Last spring, The Exchange Project released their first film, an eight-minute eponymous documentary about the Big Sky community from the perspective of LPHS students. The film also extended an invitation to students worldwide to participate in the project.
“The company is an outlet to promote digital exchange between high school students across the country and the world,” Quackenbush said. “We reached out to other students to make a documentary similar to ours to create a dialogue and destroy the stereotypes we have about each other’s cultures.”
The Exchange Project recently fulfilled the outreach component of their mission with the completion of a short film by a college student from Cheboksary, Russia.
Quackenbush is driven by a desire to address, and in doing so alleviate, some of the world’s most pressing problems—from poverty to the chasms created by religious, racial, cultural and political differences.

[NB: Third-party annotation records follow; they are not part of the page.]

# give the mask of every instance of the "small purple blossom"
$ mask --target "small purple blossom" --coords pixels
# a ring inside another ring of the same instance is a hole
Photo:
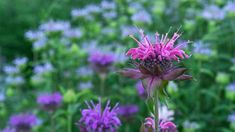
[[[155,122],[154,118],[147,117],[145,118],[145,132],[149,132],[151,130],[154,130],[155,128]],[[159,132],[176,132],[176,125],[171,121],[159,121]]]
[[[230,83],[230,84],[226,87],[226,90],[235,92],[235,82]]]
[[[145,98],[147,97],[147,93],[145,92],[144,86],[143,86],[143,84],[142,84],[141,81],[138,81],[138,82],[136,83],[136,90],[137,90],[137,92],[138,92],[138,95],[139,95],[141,98],[145,99]]]
[[[5,78],[6,83],[13,85],[20,85],[25,82],[24,78],[21,76],[7,76]]]
[[[26,57],[19,57],[19,58],[14,59],[13,63],[16,66],[21,66],[21,65],[24,65],[25,63],[27,63],[27,61],[28,61],[28,58],[26,58]]]
[[[79,84],[79,89],[83,90],[83,89],[91,89],[93,87],[93,84],[88,81],[88,82],[82,82]]]
[[[35,74],[43,74],[43,73],[46,73],[46,72],[50,72],[52,70],[53,70],[53,66],[49,62],[47,62],[43,65],[37,65],[33,69]]]
[[[88,109],[82,110],[82,118],[79,120],[79,127],[82,132],[116,132],[121,125],[117,117],[117,104],[111,108],[110,101],[102,110],[101,100],[98,104],[92,101],[87,103]]]
[[[47,42],[46,37],[42,37],[36,40],[35,42],[33,42],[33,49],[38,50],[38,49],[43,48],[44,46],[46,46],[46,42]]]
[[[108,0],[102,0],[101,2],[101,8],[102,9],[115,9],[116,8],[116,4],[114,2],[108,1]]]
[[[16,132],[29,132],[37,123],[37,117],[34,114],[24,113],[10,117],[9,124]]]
[[[121,27],[122,37],[127,37],[127,36],[135,33],[136,31],[138,31],[138,30],[133,26],[122,26]]]
[[[129,118],[135,115],[138,111],[139,108],[136,105],[122,105],[119,106],[117,113],[124,118]]]
[[[140,34],[140,41],[130,35],[138,46],[129,49],[126,55],[135,61],[135,68],[122,70],[120,73],[123,76],[141,79],[148,97],[153,96],[153,90],[162,85],[163,80],[192,79],[190,75],[184,74],[186,68],[177,68],[173,63],[174,61],[180,62],[181,59],[189,58],[189,55],[182,49],[189,41],[175,44],[181,36],[180,33],[175,32],[171,38],[168,38],[168,33],[161,35],[161,37],[156,33],[155,42],[151,42],[143,30],[140,30]]]
[[[202,17],[207,20],[222,20],[225,12],[216,5],[209,5],[203,10]]]
[[[37,98],[37,103],[49,112],[55,111],[61,105],[61,101],[62,96],[58,92],[52,94],[42,94]]]
[[[6,99],[5,93],[4,92],[0,92],[0,102],[4,101],[5,99]]]
[[[80,38],[82,36],[82,32],[79,28],[68,29],[64,31],[64,36],[68,38]]]
[[[235,123],[235,112],[228,116],[228,121],[231,123]]]
[[[106,19],[113,19],[113,18],[117,17],[117,12],[115,12],[115,11],[104,12],[103,17]]]
[[[161,121],[172,121],[174,120],[174,111],[169,110],[167,106],[162,105],[159,108],[159,120]]]
[[[19,68],[16,66],[6,65],[3,67],[3,71],[6,74],[16,74],[19,72]]]
[[[151,15],[145,10],[141,10],[133,14],[131,20],[133,22],[152,23]]]
[[[203,43],[202,41],[196,41],[193,47],[193,52],[195,54],[202,54],[206,56],[211,56],[212,55],[212,50],[208,46],[208,44]]]
[[[40,25],[39,28],[45,32],[63,32],[70,28],[70,23],[67,21],[50,20]]]
[[[89,12],[87,12],[86,10],[83,9],[72,9],[71,11],[71,16],[72,17],[84,17],[89,15]]]
[[[114,63],[115,56],[112,53],[92,52],[90,53],[88,61],[95,71],[105,73]]]
[[[224,11],[225,12],[234,12],[235,13],[235,2],[229,1],[225,6],[224,6]]]
[[[76,70],[76,73],[79,75],[79,76],[90,76],[93,74],[93,71],[92,69],[88,68],[88,67],[80,67]]]
[[[38,40],[44,37],[44,33],[42,31],[27,31],[25,37],[29,40]]]
[[[11,127],[6,127],[2,130],[2,132],[16,132],[16,130],[14,128],[11,128]]]

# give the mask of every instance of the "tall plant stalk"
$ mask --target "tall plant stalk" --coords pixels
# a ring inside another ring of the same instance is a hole
[[[159,120],[159,112],[158,112],[158,88],[156,88],[155,92],[154,92],[154,123],[155,123],[155,128],[154,131],[158,132],[158,120]]]

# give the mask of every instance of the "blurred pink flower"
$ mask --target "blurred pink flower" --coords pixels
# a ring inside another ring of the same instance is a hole
[[[163,80],[186,80],[191,79],[189,75],[185,75],[186,68],[177,68],[173,65],[173,61],[179,62],[180,59],[188,58],[189,56],[181,49],[184,42],[174,46],[176,40],[180,37],[177,32],[174,33],[171,39],[168,39],[168,33],[161,36],[156,34],[156,42],[151,43],[148,36],[144,35],[143,30],[140,30],[141,41],[138,41],[132,35],[137,43],[137,48],[131,48],[126,54],[131,56],[135,62],[136,68],[127,68],[121,71],[121,74],[134,78],[142,79],[143,86],[146,88],[148,96],[152,96],[152,90],[156,86],[160,86]]]

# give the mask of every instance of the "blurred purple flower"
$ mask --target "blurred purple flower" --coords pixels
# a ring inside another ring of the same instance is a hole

“I want to make documentary films that change the world,” Quackenbush said. “I want to talk about the stuff people don’t want to talk about because it makes them uncomfortable. I want people to go to the movies to embrace their lives rather than escape them and to talk about the things that matter.”
Given Quackenbush’s creative means to make the world a better place, it comes as no surprise that this was her second year as an invitee of the HATCH experience, a retreat that brought 150 innovative minds together at Moonlight Basin Lodge from Sept. 14-18.
This year Quackenbush performed an original piece she co-wrote with LPHS alum Ben Michel.
“When Ellie got on stage at HATCH this year and began singing, jaws dropped,” said HATCH founder Yarrow Kraner. “But above all, her heart will take her where she wants to go.”
In terms of college, Quackenbush is tight-lipped on where she wants to go, citing a somewhat competitive atmosphere at school. She did say she will apply to universities with strong programs in film production, comparative religion, international development and politics, economics and political science.
During this exciting—and inherently tumultuous—time of transition, Quackenbush found the HATCH experience especially reassuring.
“The people there are so inspiring and the connections we make at HATCH we keep forever,” she said. “They’re very helpful for a graduating student when we’re freaking out about what’s next … we have these mentors during this crazy time, and it’s uplifting and inspiring and gives you hope that a successful career in the arts is not impossible.”